Why? Because understanding computers remains fundamental to getting the most out of them. Many of us now carry powerful general-purpose computers in our pockets (disguised as single-purpose devices like phones) and most of us have access to extremely powerful general-purpose computers in the form of laptops and desktops (but only a handful of us use them in a ‘general purpose’ way; for many people, they’re nothing more than a web browser and a word processor). However, we expect people to be able to understand the issues when we ask them – via their elected officials – to make sweeping decisions that affect all of us: decisions about the censorship of the ‘net (should we do it, and to what extent, and can we expect it to work?) or about the automation of our jobs (is it possible, is it desirable, and what role will that mean for humans?). We expect people to know how to protect themselves from threats like malicious hackers and viruses and online scams, but we give them only a modicum of support (“be careful, and install anti-virus software”), knowing full well that most people don’t have the foundation of understanding to follow that instruction. And increasingly, we expect people to trust that software will work in the way that it’s instructed to without being able to observe any feedback. Unlike your car, where you may know that it’s not working when it doesn’t go (or, alarmingly, doesn’t stop) – how is the average person to know whether their firewall is working? You can find out how fast your car can go by pressing the pedals, but how are you to know what your computer is capable of without a deeper understanding than is commonplace?

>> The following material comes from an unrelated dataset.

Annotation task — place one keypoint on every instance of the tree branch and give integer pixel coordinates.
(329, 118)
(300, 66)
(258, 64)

A simple program in Hackety Hack.
I first started to learn to program in Locomotive BASIC. My microcomputer was ready to receive code from the second it booted: no waiting, just programming. Nowadays, there’s a huge barrier to entry (although tools like Hackety Hack, pictured, are trying to make it easier).

A new generation of children tought to think in terms of how computers and their programs actually work – even if they don’t go on to write programs as an adult – has the potential to usher in innovating new ways to use our technology. Just as learning a foreign language, even if you don’t go on to regularly use it, helps make you better at your native language, as well as smarter in other ways (and personally, I think we should be teaching elementary Esperanto – or better yet, Ido – to primary school children in order to improve their linguistic skills generally), learning the fundamentals of programming will give children a far greater awareness about computers in general. They’ll be better-able to understand how they work, and thus why they sometimes don’t do what you expect, and better-equipped to solve problems when they see them. They’ll have the comprehension to explain what they want their computer to be able to do, and to come up with new ideas for ways in which general-purpose computers can be used. And, I’ve no doubt, they’ll be better at expressing logical concepts in mutually-intelligble ways, which improves human communication on the whole.

Let’s teach our kids to be able to understand computers, not just “use” them.